Monthly seniors' magazine in Norway

Vi over 60 (Norwegian: We over 60) is a Norwegian language monthly magazine for seniors and is published in Bergen, Norway.

==History and profile==
Vi over 60 was established in 1979. The magazine is published on a monthly basis. It has been owned by different companies. In 1999, the owner and publisher of the magazine, Grieg Media AS, was acquired by the Belgian media company Roularta Media Group and Bayard Presse. In June 2008, the company was sold by them to the Norwegian media group, Aller. The magazine is published by Grieg Media AS, now a subsidiary of Aller Media. Its headquarters is in Bergen.

The target audience of Vi over 60 is the 60-plus men and women. The monthly covers articles on health and consumer affairs, law and rights, including inheritance, pension and legal and financial issues, and travel reports.

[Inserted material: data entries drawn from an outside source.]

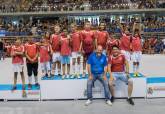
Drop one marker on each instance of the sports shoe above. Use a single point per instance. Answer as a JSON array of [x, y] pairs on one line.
[[112, 99], [29, 86], [130, 101], [14, 88], [78, 76], [84, 75], [72, 77], [24, 94], [63, 77], [37, 84], [108, 102], [88, 102]]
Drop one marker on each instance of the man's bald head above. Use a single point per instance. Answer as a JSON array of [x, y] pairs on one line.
[[99, 50]]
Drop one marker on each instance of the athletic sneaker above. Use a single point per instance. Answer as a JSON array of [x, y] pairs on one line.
[[72, 77], [112, 99], [13, 88], [78, 76], [67, 76], [84, 75], [37, 84], [29, 86], [63, 77], [108, 102], [24, 94], [88, 102], [135, 74], [130, 101]]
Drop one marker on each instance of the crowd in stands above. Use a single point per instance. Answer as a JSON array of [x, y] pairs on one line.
[[37, 27], [70, 5]]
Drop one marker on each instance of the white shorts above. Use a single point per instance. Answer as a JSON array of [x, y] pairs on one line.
[[105, 52], [18, 67], [45, 66], [126, 54], [56, 57], [136, 56], [75, 54]]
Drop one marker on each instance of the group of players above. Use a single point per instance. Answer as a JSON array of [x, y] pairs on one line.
[[62, 47]]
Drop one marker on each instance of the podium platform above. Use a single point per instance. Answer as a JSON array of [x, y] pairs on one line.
[[56, 88], [155, 87], [7, 94]]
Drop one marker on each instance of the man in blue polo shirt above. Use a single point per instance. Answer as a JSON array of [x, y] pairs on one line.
[[97, 69]]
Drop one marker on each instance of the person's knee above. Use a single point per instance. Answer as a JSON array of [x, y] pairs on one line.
[[35, 73], [111, 83], [130, 82], [89, 82], [29, 74], [134, 63]]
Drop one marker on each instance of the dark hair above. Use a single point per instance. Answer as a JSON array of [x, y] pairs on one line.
[[115, 46]]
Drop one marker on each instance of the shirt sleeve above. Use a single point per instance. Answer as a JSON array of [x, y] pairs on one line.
[[109, 60], [89, 61], [105, 62]]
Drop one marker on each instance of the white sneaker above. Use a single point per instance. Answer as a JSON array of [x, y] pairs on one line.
[[108, 102], [63, 77], [78, 77], [67, 76], [88, 102], [72, 77]]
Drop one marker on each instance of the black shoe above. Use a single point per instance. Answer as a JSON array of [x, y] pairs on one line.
[[112, 99], [13, 88], [37, 85], [29, 86], [130, 101]]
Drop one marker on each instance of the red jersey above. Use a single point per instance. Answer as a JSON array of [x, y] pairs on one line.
[[136, 44], [117, 63], [111, 43], [87, 38], [32, 50], [17, 59], [125, 42], [75, 41], [102, 37], [44, 53], [152, 41], [55, 40], [65, 48]]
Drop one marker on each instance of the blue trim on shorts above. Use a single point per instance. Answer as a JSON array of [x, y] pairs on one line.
[[8, 87], [155, 80]]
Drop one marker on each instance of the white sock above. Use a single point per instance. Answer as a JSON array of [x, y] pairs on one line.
[[36, 79], [30, 79], [134, 68]]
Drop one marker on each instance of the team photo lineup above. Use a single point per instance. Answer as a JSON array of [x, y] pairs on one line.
[[79, 54]]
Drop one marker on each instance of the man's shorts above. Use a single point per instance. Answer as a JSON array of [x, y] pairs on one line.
[[56, 57], [18, 67], [45, 66], [75, 54], [104, 52], [65, 59], [120, 76], [32, 68], [126, 54], [136, 56]]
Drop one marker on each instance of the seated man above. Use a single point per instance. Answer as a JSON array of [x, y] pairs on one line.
[[97, 69], [118, 68]]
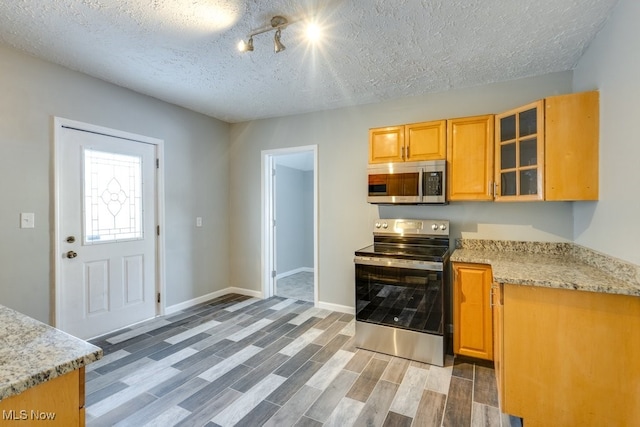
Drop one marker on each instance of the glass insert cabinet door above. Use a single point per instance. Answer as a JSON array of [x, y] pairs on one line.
[[520, 153]]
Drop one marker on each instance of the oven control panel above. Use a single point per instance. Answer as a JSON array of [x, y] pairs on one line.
[[425, 227]]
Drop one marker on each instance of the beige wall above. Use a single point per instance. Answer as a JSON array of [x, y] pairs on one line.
[[345, 218], [196, 171], [612, 65]]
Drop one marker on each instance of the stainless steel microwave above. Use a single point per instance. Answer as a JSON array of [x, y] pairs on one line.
[[410, 183]]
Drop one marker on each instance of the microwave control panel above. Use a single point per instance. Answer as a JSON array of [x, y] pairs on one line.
[[433, 183]]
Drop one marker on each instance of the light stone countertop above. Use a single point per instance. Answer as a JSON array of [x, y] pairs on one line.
[[562, 265], [32, 352]]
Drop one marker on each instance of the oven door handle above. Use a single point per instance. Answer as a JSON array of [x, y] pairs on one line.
[[398, 263]]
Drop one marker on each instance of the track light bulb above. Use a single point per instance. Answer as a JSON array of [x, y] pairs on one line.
[[277, 45], [246, 46]]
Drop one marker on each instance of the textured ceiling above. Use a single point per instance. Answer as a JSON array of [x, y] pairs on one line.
[[184, 51]]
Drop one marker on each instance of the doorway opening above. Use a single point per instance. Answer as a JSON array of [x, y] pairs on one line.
[[290, 223]]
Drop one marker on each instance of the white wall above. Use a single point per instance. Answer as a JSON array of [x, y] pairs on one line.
[[345, 219], [196, 171], [612, 65]]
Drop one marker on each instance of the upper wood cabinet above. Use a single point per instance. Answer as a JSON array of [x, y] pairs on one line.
[[519, 168], [472, 311], [572, 129], [548, 150], [470, 158], [412, 142]]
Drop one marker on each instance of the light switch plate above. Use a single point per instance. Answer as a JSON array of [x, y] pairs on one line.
[[27, 220]]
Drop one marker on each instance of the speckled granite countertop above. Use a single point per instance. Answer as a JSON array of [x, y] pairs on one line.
[[552, 265], [32, 352]]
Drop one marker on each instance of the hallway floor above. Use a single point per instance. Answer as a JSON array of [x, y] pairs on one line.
[[297, 286]]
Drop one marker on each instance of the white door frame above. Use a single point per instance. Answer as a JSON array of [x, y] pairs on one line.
[[58, 124], [268, 255]]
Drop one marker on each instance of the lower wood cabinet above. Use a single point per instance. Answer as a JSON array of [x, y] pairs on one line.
[[570, 358], [472, 311], [58, 402]]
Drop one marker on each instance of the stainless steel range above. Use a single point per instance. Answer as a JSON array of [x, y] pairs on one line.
[[401, 289]]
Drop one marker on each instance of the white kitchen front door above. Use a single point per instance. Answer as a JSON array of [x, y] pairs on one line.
[[107, 231]]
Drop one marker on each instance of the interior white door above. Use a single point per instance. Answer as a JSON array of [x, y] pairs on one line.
[[107, 223]]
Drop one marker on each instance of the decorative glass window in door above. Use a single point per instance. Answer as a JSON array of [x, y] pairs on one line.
[[112, 197]]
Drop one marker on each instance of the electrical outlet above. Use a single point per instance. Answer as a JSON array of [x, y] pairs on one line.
[[27, 220]]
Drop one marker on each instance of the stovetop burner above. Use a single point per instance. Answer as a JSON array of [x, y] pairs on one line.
[[422, 240], [423, 253]]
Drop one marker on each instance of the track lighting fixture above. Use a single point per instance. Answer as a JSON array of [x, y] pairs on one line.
[[277, 23], [277, 45]]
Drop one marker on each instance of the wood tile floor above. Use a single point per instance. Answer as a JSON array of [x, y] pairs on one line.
[[248, 362]]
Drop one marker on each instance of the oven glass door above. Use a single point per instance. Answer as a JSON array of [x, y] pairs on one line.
[[400, 297]]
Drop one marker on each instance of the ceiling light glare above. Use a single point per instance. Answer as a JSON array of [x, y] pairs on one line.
[[246, 46], [314, 33]]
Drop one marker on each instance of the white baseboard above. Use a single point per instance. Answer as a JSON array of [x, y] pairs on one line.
[[336, 307], [204, 298], [294, 271]]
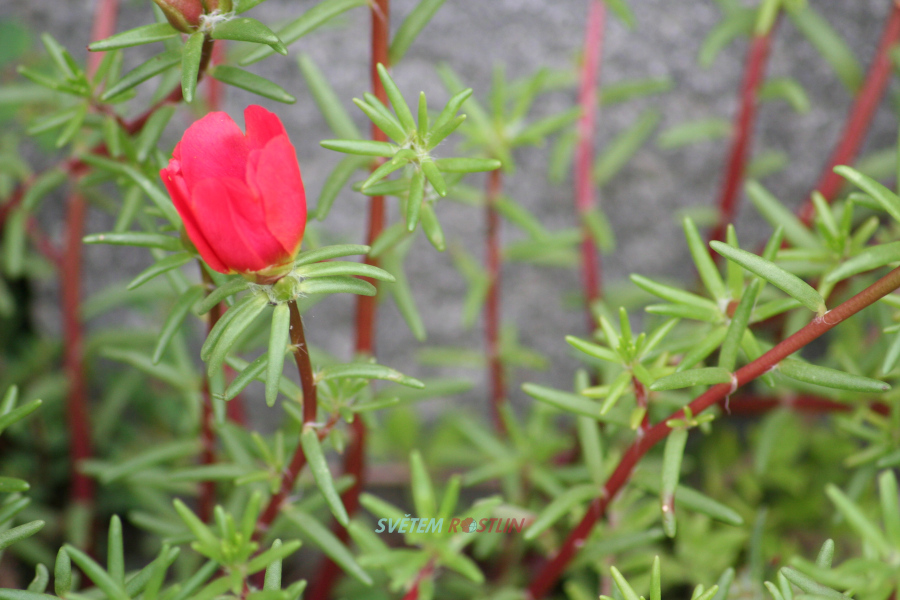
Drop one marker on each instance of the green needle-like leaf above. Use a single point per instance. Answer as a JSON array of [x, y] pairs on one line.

Johanne Grieg Kippenbroeck served as the editor-in-chief of the magazine. In 2003, Vi over 60 was the recipient of the best magazine award in Norway.

==Circulation==
Vi over 60 sold 86,000 copies in 1999. The circulation of the magazine was 90,277 copies in 2011. Its circulation was 84,670 copies in 2013. The magazine sold 54,990 copies in 2022.